Раскрасневшаяся Мирцль и подслеповатая, вялая и длинная, как старая ящерица, Ильза чинно раскланялись с русскими студентами. Васич взглянул на Мирцль, усмехнулся и с фатовским поклоном сделал рукой пригласительный жест:
— Едем!
— А билеты? — засуетился Мельников.
Васич, пропуская дам вперед, молча показал ему четыре кусочка зеленого картона.
— Зачем же вы платили за всех? — обидчиво шепнул ему в спину Мельников.
— Детские игрушки, ничего не значит.
— Как не значит?
Он хотел еще что-то прибавить, но промолчал и подумал, что на обратном пути надо будет заранее взять билеты для всех. Непременно!
Вошли в вагон. Поезд тронулся. Проплыли станционные постройки, мелькнули огненно-красные кусты вьющихся роз у стенки перед туннелем. Несколько мгновений тьмы и духоты, поезд выехал на широкий луговой простор, распластавшийся вдоль реки, и в вагоне стало светлей.
Мельников с досадливым недоумением покосился на Мирцль, переглянулся с Васичем и понял, почему тот ухмыляется.
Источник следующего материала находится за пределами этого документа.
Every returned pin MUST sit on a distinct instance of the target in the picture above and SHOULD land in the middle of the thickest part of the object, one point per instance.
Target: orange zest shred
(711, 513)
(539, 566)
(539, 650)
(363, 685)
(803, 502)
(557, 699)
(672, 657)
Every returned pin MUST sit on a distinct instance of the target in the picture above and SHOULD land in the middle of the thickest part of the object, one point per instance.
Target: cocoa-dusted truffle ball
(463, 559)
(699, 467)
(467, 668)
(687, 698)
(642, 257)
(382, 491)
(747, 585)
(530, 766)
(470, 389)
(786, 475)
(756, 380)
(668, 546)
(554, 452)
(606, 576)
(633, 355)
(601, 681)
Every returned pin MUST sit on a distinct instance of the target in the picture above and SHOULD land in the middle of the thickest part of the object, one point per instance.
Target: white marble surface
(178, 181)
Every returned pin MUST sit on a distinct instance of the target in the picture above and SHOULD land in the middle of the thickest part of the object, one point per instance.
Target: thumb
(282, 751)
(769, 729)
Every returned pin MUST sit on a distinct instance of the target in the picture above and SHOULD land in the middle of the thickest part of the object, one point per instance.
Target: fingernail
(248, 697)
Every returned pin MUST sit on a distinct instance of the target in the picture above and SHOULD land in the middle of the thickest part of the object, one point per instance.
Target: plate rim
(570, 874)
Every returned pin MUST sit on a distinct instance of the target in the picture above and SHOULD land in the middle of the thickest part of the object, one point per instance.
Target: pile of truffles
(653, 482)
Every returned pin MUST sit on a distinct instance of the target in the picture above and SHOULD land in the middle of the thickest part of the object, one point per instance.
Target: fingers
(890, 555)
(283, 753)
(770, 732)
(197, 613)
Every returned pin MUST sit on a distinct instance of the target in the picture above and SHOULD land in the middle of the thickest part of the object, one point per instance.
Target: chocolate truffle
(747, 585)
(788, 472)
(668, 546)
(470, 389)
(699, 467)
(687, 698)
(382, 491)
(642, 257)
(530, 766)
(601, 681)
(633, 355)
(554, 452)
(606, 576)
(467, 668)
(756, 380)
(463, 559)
И еще досадней стало.
Тирольской девушки больше не было — красивой и задорной девушки, так непохожей на всех, такой красочной и неожиданной среди современных пиджаков и чопорных, плотно обтянутых лифов, набивавших каждый вечер зал «Белого быка». Дешевая соломенная шляпа из универсального магазина, глухой черный шелковый лиф с резко обозначенными краями корсета, из-за которых выбивалась обтянутая тугим шелком дородная грудь. А на груди… это резало глаза больше всего, потому что было похоже на карикатуру, — на груди громадная круглая брошка с портретом кайзера Вильгельма и его бесчисленного семейства. От пляски вагона маки на шляпе тряслись мелкой дрожью, багровое от заката семейство Вильгельма колыхалось на широкой тирольской груди, как на рессорах, пальцы в митенках солидно сжимали поставленный между колен зонтик с коралловой, цвета говядины, ручкой в виде человеческой руки.
Но через несколько минут молодые люди оправились от разочарования. Васич засмотрелся на плотно обтянутый бюст, окинул глазами всю могучую фигуру девушки, и ему вдруг показалось, что в вагоне стало ужасно душно, хотя все рамы были спущены и предзакатный ветер свободно перелетал из окна в окно. Его сосед, низко надвинув на лоб панаму, чтобы закрыть от глаз нелепую шляпку с маками, стал изучать строгое лицо Мирцль. Так близко он никогда ее не видал. Можно было смотреть долго, не боясь, что Мирцль поманят к соседнему столу, можно было смотреть молча, — к счастью, стук колес мешал разговору, да и сама Мирцль сидела так чинно-торжественно, словно она никогда в жизни в «Белом быке» не пела. Мельникову стало смешно: такие горячие, смуглые, румяные щеки, темно-алые, без следа губной помады губы, большие черные глаза, — но щеки были надуты, губы сжаты, глаза сами не знали, как им смотреть, и каждый миг меняли выражение.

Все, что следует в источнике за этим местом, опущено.